« La défense de chaque tradition s'oppose à la Mondialisation, le choc entre elles l'alimente ».
Gabriele Adinolfi
Dans cet entretien de fond avec Gabriele Adinolfi, nous revenons sur la série d’événements terroristes qui font l’actualité nationale et internationale depuis décembre. Série noire qui culmine cette semaine avec l’attaque meurtrière en plein Paris des locaux de «Charlie Hebdo». Il nous rappelle ici les logiques internes de la stratégie de la tension qu’il analyse depuis des années. Stratégie centrale dans la gestion des populations par les oligarchies qui se disputent le Nouvel Ordre Mondial. A l’heure où le terrorisme islamique est plus que jamais au centre de toutes les manipulations médiatiques et géopolitiques, il convient de prendre le recul nécessaire et de comprendre comment l’ingénierie sociale l’utilise. Ceci afin de maintenir en place le statu quo nécessaire à l’avancée du globalisme partout dans le monde.
Cet entretien a été réalisé fin décembre avant l’attaque de « Charlie Hebdo » à Paris. Nous y ajouterons un addendum sur les évènements de Paris à paraitre dans les prochains jours.
Les Non-Alignés.
LNA : « La police italienne a annoncé lundi 22 décembre avoir arrêté quatorze néofascistes soupçonnés de vouloir s'en prendre à des cibles politiques et à des magistrats, tandis que la presse évoquait un projet d'une dizaine d'assassinats coordonnés. Deux années d'enquête et d'écoutes téléphoniques ont révélé que le groupe, issu de l'organisation d'extrême droite interdite Ordine Nuovo (Ordre Nouveau), avait commencé à stocker des armes et prévoyait des attaques à Noël, a expliqué la police lors d'une conférence de presse. »
Que penser de cette annonce incroyable et de ces arrestations selon toi ?
G-A : Il s'agit d'une quinzaine de « nicknames », c'est à dire d'exhibitionnistes qui s'amusaient en écrivant des bêtises sur Facebook. Ils n'ont aucune appartenance politique sérieuse et il est encore moins correct de parler d'une filiation avec Ordine Nuovo. Les armes ? Le fusil de chasse d'un chasseur !
Pourtant ils avaient parmi eux 3 provocateurs des services spéciaux des Carabinieri (les gendarmes italiens) dont l'activité, durée 2 ans, a coûté bien de l’argent aux contribuables.
Comme si elles étaient dotées d'une extraordinaire clairvoyance, les autorités ont procédé à l'arrestation des exhibitionnistes, présentés comme de dangereux terroristes, au même moment où les anarchistes sabotaient la ligne du TAV (le TGV italien). Combien d'infiltrés de ce côté-là ?
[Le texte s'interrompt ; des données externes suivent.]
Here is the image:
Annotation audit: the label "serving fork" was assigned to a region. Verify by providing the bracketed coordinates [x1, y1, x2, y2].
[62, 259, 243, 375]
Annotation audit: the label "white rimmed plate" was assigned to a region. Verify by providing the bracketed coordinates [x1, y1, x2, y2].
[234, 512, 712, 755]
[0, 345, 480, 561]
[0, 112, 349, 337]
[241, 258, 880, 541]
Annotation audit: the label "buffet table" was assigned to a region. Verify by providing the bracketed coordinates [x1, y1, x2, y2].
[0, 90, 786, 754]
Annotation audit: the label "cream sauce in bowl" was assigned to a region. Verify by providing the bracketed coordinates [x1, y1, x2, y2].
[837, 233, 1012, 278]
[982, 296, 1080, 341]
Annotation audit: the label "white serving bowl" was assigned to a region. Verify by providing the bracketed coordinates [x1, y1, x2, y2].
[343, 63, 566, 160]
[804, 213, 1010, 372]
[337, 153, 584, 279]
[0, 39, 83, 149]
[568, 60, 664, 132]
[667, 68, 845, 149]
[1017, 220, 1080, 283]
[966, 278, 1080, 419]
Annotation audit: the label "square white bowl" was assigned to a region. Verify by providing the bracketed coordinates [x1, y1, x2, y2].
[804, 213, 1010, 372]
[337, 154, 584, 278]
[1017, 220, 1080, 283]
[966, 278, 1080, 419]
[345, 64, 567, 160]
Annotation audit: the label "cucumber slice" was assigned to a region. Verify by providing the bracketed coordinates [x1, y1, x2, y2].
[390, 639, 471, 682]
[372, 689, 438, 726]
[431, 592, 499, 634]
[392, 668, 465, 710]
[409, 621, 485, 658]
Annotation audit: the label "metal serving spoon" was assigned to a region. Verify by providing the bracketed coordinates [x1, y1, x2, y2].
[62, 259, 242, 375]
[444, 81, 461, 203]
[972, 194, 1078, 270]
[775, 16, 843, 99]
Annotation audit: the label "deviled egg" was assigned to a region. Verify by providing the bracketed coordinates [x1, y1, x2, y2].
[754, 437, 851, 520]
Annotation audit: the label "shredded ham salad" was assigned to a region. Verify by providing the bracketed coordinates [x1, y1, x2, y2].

LNA : Dans quel contexte ont lieu ces arrestations ? Qui sont les personnes arrêtées ?
G-A : Mis à part Rutilio Sermonti, 94 ans en chaise roulante, accusé d'être l'idéologue d'un groupe qui n'existe pas, tout simplement parce qu'il écrit encore et toujours sur la politique, nous avons 3 infiltrés et une douzaine d'inconnus, sans aucune activité politique sauf celle de jouer aux rebelles sur internet.
LNA : Dans le même ordre, que penser de la série d’attaques « islamistes » que la France a connue en quelques jours, juste avant Noël ?
G-A : Je crois que c'est très diffèrent. Rentrent ici en jeu au moins trois éléments de nature diverse. L'un de politique interne, l'autre internationale et enfin un élément passionnel, idéologique, qui est alimenté par le facteur mimétique : le « charme » d'Isis et l'assassinat de deux policiers américains par un exalté djihadiste.
LNA : Un psychiatre français a déclaré que « L'hyper-médiatisation de Dijon a pu influencer une sorte de mimétisme ». Est-ce plausible selon toi ?
G-A : D'après moi c'est certain. La question qui se pose concerne justement cette hyper-médiatisation : est-ce un phénomène obligé ou est-elle clairement favorisée dans le but de jeter de l'huile sur le feu ?
LNA : En 2005, au moment des émeutes des banlieues qui ont enflammé la France, tu avais dès le départ expliqué que ces événements serviraient à faire élire Sarkozy et donc à réaligner la France sur l’Atlantisme. A lui faire payer en quelque sorte son opposition à la guerre d’Irak de 2003. La séquence en cours pourrait-elle être selon toi une nouvelle tentative de stratégie de la tension en France ?
G-A : C'est bien possible. Tout ce qu’Éric Werner avait prévu dans l'Avant-guerre civile et dans l'Après-démocratie s'est ponctuellement vérifié.
LNA : Si tel est le cas, comment et qui pourrait monter une telle série d’événements selon toi ? Qui a intérêt à une telle manipulation ? L’État est-il, selon toi, au courant ou peut-il s’agir d’une attaque extérieure ?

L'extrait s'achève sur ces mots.